夜風の悪戯と、静かな躊躇い
「ねえ、本当にそんなこと、私に求めてるの?」
私は少し長めの前髪を指先で払いながら、彼の顔を覗き込んだ。週末の喧騒が残る街角で不意に声をかけられ、そのあまりにも真っ直ぐで、どこか危うい視線に毒気を抜かれてここまで来てしまった。私だって、普段ならこんなに簡単に誰かについていくことは絶対にしない。けれど、彼のどこか焦ったような、でも私を強く欲している真剣な瞳が、私の日常のブレーキを優しく緩めてしまったのだ。
彼は私の言葉に、喉を小さく鳴らして深く頷いた。
「……うん。君が魅力的すぎるから、どうしても、君のすべてを確かめたくて」
言葉を濁す彼の耳たぶは、夕焼けの名残のように赤く染まっている。並んで歩く道。夜風が私たちの間を通り抜けるたび、衣服が擦れるサワサワとした微かな音だけが、耳元に妙にリアルに響いていた。まだ指先ひとつ触れ合っていない。それなのに、湿度を孕んだ空気の中で、二人の間にある空間だけが、じりじりと熱を帯びていくのが分かった。
密室の琥珀色、溶け合う境界線
重いドアが閉まった瞬間、世界は完全に二人だけのものになった。
間接照明の淡いオレンジ色が、部屋の隅を曖昧に浮かび上がらせている。外の喧騒を完全に遮断したこの閉ざされた空間は、まるで私たちの理性と日常を切り離すための装置のようだった。
「……じゃあ、約束、ね?」
私が少しだけはにかみながら、彼を見つめると、彼は息を呑んでその場に固まった。見つめ合う時間が、ひどく長く感じられる。言葉にできない沈黙の中で、私の頬は内側からじわじわと熱くなっていった。視線だけで触れ合っているような、奇妙な感覚。彼の瞳には明らかな興奮と、同時に壊れやすいものを扱うような戸惑いが混ざり合っている。
「すごく、綺麗だ……。ずっとこうしていたいって思うくらい」
掠れた彼の声。その不器用な称賛が、私の胸の奥を激しく揺さぶった。熱を孕む沈黙の深淵
「これ以上は、心が追いつかなくなっちゃうかも」
そう言いながらも、私の視線は彼の熱を求めて離れられずにいた。ソファに腰を下ろすと、わずかに沈み込む感覚が伝わる。それは、私たちの理性が静かに溶け出していく合図のようでもあった。

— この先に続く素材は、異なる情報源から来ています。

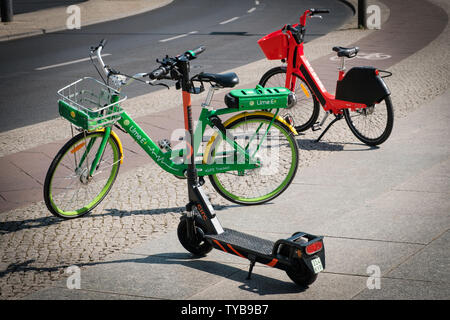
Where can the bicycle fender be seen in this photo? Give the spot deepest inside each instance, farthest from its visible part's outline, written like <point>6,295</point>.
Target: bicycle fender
<point>362,85</point>
<point>115,136</point>
<point>242,115</point>
<point>261,113</point>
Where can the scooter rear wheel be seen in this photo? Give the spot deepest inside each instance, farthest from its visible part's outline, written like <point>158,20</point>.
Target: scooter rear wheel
<point>299,273</point>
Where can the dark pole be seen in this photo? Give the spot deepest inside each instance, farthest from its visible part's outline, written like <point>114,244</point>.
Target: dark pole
<point>6,10</point>
<point>362,14</point>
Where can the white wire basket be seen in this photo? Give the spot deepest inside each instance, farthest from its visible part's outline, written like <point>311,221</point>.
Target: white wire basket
<point>90,104</point>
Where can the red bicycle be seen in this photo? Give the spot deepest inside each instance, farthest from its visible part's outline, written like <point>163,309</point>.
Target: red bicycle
<point>362,97</point>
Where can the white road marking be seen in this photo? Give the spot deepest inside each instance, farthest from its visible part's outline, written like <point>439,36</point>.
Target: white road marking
<point>69,62</point>
<point>229,20</point>
<point>179,36</point>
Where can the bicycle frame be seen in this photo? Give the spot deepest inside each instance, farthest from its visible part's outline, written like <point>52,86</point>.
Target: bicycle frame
<point>166,159</point>
<point>298,64</point>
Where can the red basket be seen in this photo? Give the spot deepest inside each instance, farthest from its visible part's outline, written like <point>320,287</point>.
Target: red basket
<point>274,45</point>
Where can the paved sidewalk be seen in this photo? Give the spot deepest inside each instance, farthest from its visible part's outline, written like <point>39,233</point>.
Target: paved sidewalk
<point>36,248</point>
<point>386,207</point>
<point>91,11</point>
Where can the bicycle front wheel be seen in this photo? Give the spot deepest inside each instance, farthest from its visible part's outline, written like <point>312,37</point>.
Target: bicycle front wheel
<point>307,109</point>
<point>373,124</point>
<point>69,190</point>
<point>273,145</point>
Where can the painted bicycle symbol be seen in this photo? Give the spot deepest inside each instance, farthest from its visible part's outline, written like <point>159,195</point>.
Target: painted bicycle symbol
<point>368,56</point>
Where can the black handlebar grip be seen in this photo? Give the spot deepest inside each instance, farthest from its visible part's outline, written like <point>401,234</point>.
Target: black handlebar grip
<point>192,54</point>
<point>155,74</point>
<point>314,11</point>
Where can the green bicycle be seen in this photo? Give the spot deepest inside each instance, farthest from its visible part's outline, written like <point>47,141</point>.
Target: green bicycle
<point>250,158</point>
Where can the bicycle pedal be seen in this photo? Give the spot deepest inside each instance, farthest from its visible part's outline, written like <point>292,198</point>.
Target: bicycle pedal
<point>316,127</point>
<point>289,119</point>
<point>164,144</point>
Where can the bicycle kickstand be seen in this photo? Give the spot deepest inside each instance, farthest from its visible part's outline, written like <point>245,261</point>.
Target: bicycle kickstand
<point>337,118</point>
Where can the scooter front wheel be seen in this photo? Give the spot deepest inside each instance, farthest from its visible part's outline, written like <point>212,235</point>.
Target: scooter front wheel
<point>198,245</point>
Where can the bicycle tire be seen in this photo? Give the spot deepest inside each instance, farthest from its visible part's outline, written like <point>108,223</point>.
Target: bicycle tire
<point>252,187</point>
<point>57,196</point>
<point>307,109</point>
<point>359,120</point>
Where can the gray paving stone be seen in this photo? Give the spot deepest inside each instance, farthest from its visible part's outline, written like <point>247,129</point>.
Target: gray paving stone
<point>399,289</point>
<point>430,264</point>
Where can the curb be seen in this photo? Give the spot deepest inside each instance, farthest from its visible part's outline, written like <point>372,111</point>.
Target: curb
<point>113,10</point>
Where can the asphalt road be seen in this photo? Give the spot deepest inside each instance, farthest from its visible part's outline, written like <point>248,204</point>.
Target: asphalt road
<point>23,6</point>
<point>30,77</point>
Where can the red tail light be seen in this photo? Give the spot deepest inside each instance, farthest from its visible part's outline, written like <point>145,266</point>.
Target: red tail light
<point>314,247</point>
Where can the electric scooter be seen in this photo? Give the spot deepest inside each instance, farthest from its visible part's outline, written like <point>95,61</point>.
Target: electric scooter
<point>302,255</point>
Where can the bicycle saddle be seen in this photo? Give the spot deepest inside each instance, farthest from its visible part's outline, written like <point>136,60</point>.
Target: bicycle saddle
<point>225,80</point>
<point>346,52</point>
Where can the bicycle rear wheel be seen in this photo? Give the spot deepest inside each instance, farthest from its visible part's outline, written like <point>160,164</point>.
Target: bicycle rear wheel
<point>372,125</point>
<point>307,109</point>
<point>277,152</point>
<point>69,190</point>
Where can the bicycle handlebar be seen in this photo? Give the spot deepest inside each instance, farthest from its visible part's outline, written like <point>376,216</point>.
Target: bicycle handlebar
<point>314,11</point>
<point>310,13</point>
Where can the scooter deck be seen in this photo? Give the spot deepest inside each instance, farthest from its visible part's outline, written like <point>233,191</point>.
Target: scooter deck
<point>232,241</point>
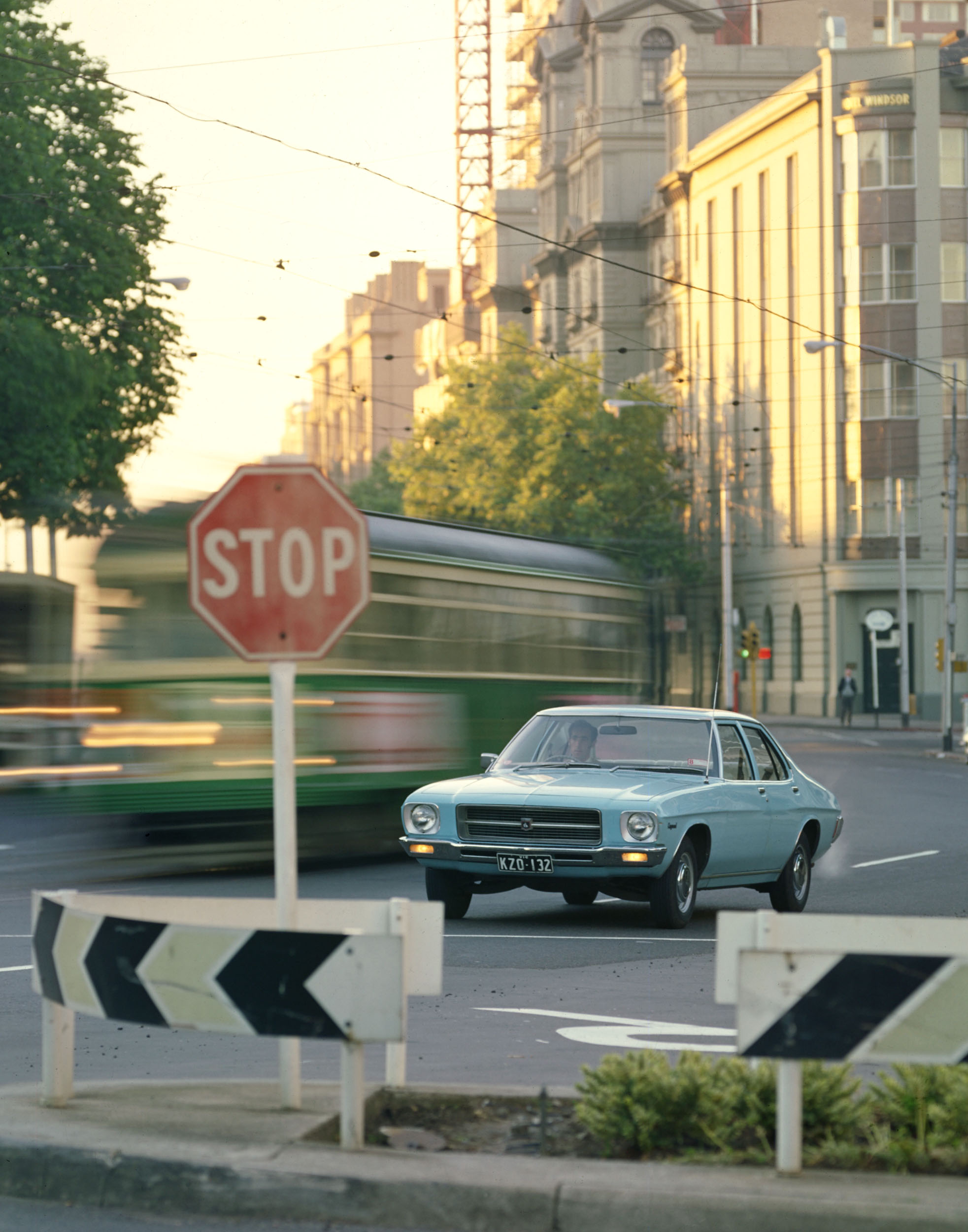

物理的な距離が縮まるにつれ、ダイレクトに伝わってくるお互いの存在感。驚くほどの緊張と、期待。
「……ねえ、頭の中が君のことでいっぱいなんだ。このまま、時間を止めてしまいたい」
彼の切実な吐息が間近で聞こえ、背中に微かな震えが走る。触れ合っていないはずの指先から、目に見えない熱が伝わってくるかのような錯覚に陥る。言葉にならない吐息が、静かな部屋の空気に溶けていく。
彼がゆっくりと私の手を取り、指先を絡ませた瞬間、私たちの意識はこれ以上ないほど強烈に惹きつけ合った。お互いの存在のすべてに意識を集中させ、静止していた時間が動き出す。夜の深淵へと滑り落ちていくような圧倒的な高揚感の中で、私たちはただ、互いの鼓動を感じ合いながら、この特別な夜の続きを見つめていた。